I attended a meeting once where there was a hotly debated topic. The issues were large. There appeared to be a lot at stake. There were clearly two sides. One group had logic and clear thinking on its side. But emotions were running high. The logical group kept calm and collected as they presented the reasons why the issue should be decided in one direction. The emotional group had no supporting evidence but they kept getting louder and louder.
It was an amazing thing. As the emotional leader increased volume, it intimidated people. The logical group’s arguments were clear and made sense. The emotional group was clear, but had no real support other than to sway people by using a loud voices – which they did. In the end the vote went the emotional way. Within two weeks everyone regretted the decision. The decision was final, and the emotional leader ‘got his way’. There was no way to go back. That decision became the undoing of the organization.
I saw two important lessons. The first: to sway people you have to connect to their emotions. Logic is good and necessary, but it can be more convincing when it appeals to emotions. The best communicators recognize this and appeal to people with data supported by stories. Information must connect to the heart to be convincing. There must be an 18 inch bridge from the head to the heart if facts are going to convince people and make a difference.
Abraham Lincoln gave the facts of a divided nation needing to be reunited. He made one of the most famous American speeches in history. He connected head and heart by telling the story of the vision of our forefathers. He appealed to the hearts of those gathered to honor the fallen of both sides with a renewed fervor and zeal for unity. He constructed the 18 inch bridge and won the minds and the hearts of the people.

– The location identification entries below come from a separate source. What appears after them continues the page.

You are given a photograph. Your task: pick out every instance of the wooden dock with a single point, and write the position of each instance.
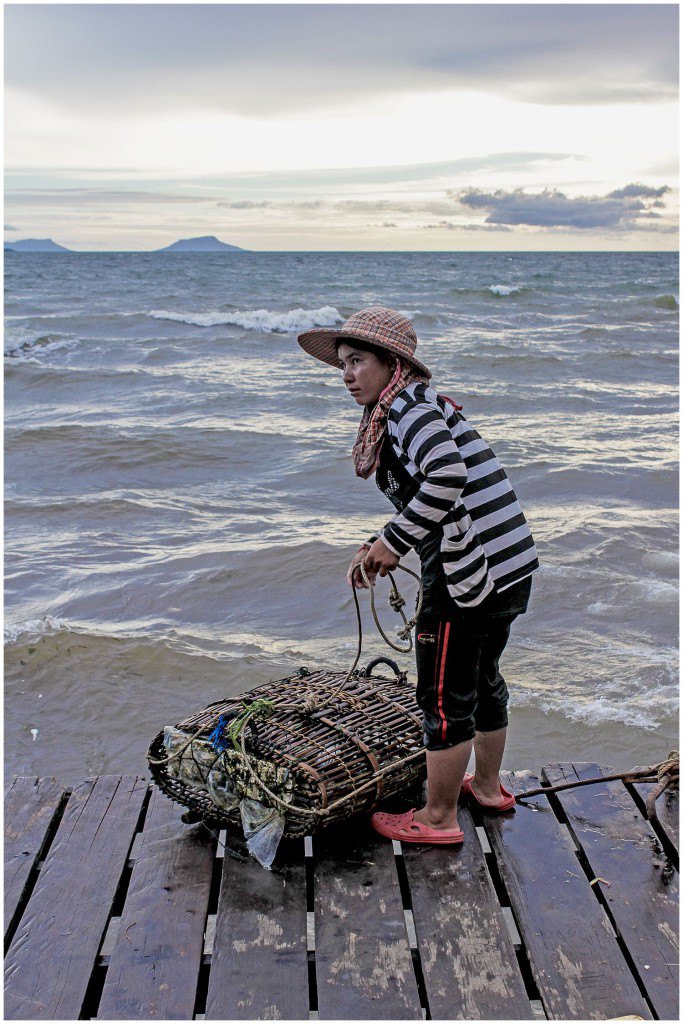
(565, 909)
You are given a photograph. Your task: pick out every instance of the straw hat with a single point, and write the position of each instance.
(377, 326)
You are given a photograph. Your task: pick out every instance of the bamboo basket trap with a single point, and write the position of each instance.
(327, 747)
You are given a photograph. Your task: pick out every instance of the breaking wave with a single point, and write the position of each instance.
(258, 320)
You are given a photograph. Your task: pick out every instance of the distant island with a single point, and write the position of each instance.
(206, 244)
(36, 246)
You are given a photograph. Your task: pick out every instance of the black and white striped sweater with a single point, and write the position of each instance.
(463, 493)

The other lesson is that great leaders are not the loudest voice. Rather they facilitate the best dialogue. In the meeting there was one side that got louder and louder. They did not discuss, but accused. They had no supporting evidence; instead they attacked the differing viewpoint. The ungrounded accusations did plant the seed of doubt. They began to intimidate people. To stand opposed would risk ridicule and possible embarrassment. The loud voice was very intimidating. It won.
The loudest voice won, but the organization lost. The decision split leaders apart. The CEO and several ranking officers left. The organization suffered and has not recuperated. The leader with the loudest voice eventually left in shame.
Great leaders take responsibility. They connect the head and heart, they don’t just sway the heart. Make certain that the loudest voice comes from a true leader. Great leaders don’t intimidate and they aren’t just the loudest voice. They do facilitate the best dialogue. Great leadership is about dialogues – not monologues.
Points to Ponder –
Do I inspire dialogue or do I present a monologue?
When pressed by a situation do I get loud and intimidating or do I facilitate open communication?
How well do I build the 18 inch bridge from the head to the heart?